Step One, Section B (This is where I am!): Beta Readers! Last Saturday, when I finished this draft of HalfLife, I put a post out on Instagram and shared it to my other social media accounts. I was proud of the work I’d done. In that post, I put out a request, that if anyone wanted to beta read my manuscript, to please let me know. I thought maybe I would catch the attention of a couple of friends. I also reached out to a couple of people who posted ads to beta read for authors through Goodreads.

What I got back surprised me! I had over ten people volunteer to beta read. The thing is, most of those messages started out with: I don’t know what a beta reader is, but…

I am absolutely floored by the support and outreach so many have given to me. I expected I would have to fight tooth and nail to find folks willing to read my work. To everyone that volunteered, THANK YOU!! To those who I reached out to for email addresses, your copy of the manuscript is in your email if you haven’t already found it. 🙂

So, this post boils down to that very question: what is a beta reader?

The best way to polish a manuscript is to have feedback. You don’t know how your work is going to be received unless you actually let people read it. The point to betas isn’t to have a line by line edit done, but to have people read it, tell you what they do and don’t like, point out any glaring plot holes, and give you an honest opinion as to whether they like the book.

As a writer, I have to tell you, this has been the most terrifying step so far.

When I began the HalfLife journey ten years ago, I don’t know that I really thought I’d ever get to this point. I always hoped I would, but I’m a realist and psyched myself into thinking it would never be a fully workable manuscript. I’d like to think every author goes through this phase. The “What if they don’t like me?” phase.

This project is my baby. And I worry that people won’t like it. But, the truth of the matter is, if I don’t try it, I will never know, and I have to know if this story is as good as I believe it is. I know there are still places for improvement. Trust me, ever since Saturday when I finished the draft, I’ve been pointing out spots where I need to do more, be more consistent, or just downright remove the fluff.

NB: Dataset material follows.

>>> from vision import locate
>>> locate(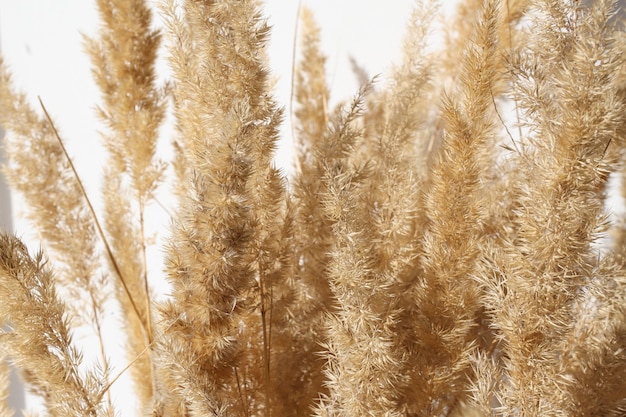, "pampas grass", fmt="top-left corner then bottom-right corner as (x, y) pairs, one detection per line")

But I won’t know how people feel about it until I let my baby go and walk on its own.

Again, thank you to every single person that volunteered to beta for me! I felt bad having to turn folks away, but, believe me, this isn’t the last project and I will absolutely need betas in the future. I am very touched by the support. I’ve spent a lot of time the last couple of years feeling like I was lost, or alone, and I realize now just how wrong I was. It means the world to me that there are so many people out there who want to support my journey.

I’ll come back to the steps and sub steps of publishing in the future, hopefully while I’m climbing the ladder myself.